Oum Mohamad ne s’est jamais éloignée de la ruelle où elle a grandi. Lorsqu’elle s’est mariée, elle a déménagé dans une maison à côté de ses parents. Aujourd’hui, elle serait capable d’aller jusqu’au bout du monde, si cela pouvait aider de quelque manière ses enfants. Une force qui n’ap­paraît pas dans son allure, avec un visage tou­jours serein et une voix douce. Mais lorsqu’on la voit avec ses enfants qui tournent autour d’elle, comme des planètes attirées par le soleil, on peut comprendre les épreuves vécues. On ne la voit jamais seule, et son temps est consacré à un seul but : améliorer et faciliter la vie de ses enfants.
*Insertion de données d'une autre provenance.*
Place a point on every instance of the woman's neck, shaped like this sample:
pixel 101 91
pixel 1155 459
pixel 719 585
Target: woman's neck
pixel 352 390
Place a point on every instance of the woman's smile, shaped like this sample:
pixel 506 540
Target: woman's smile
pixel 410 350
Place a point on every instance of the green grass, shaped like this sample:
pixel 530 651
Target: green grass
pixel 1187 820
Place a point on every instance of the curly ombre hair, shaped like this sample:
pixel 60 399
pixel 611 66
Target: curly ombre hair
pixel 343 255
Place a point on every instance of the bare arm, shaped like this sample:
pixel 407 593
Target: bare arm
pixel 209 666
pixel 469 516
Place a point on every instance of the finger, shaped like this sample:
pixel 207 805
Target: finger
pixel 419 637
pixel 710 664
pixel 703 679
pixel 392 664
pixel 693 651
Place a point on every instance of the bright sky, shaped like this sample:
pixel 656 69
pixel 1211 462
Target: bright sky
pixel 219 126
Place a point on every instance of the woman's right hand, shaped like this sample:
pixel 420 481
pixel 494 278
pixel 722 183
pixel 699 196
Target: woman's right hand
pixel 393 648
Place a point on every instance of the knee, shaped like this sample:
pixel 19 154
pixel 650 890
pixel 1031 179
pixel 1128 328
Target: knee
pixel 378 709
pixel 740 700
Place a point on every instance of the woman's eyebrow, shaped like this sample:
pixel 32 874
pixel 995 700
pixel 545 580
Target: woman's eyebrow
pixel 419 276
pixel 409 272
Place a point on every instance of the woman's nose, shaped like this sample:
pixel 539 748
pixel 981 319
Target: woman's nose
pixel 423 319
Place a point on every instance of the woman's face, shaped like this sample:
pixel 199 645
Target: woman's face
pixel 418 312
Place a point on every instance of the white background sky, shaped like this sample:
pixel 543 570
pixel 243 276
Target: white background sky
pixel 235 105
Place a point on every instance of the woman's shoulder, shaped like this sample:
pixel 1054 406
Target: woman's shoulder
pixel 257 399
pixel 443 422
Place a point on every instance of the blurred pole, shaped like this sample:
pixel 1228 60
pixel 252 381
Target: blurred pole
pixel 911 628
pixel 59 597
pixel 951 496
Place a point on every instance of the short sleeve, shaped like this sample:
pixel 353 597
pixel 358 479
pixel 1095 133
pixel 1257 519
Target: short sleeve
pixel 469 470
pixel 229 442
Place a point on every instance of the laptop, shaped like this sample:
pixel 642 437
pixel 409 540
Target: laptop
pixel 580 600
Elle a toujours rendez-vous avec un médecin, un entraîneur, un professeur ou un psychiatre. On peut la rencontrer devant une école où elle attend l’une de ses filles ou accompagne l’un de ses fils. Tous les jours, elle accompagne l’un d’eux à une séance de physiothérapie ou d’or­thophonie. Sinon, elle est chez elle en train d’aider ses enfants à réviser ou à leur faire répé­ter des exercices physiques. Un mode de vie qui n’a pas changé depuis une vingtaine d’années.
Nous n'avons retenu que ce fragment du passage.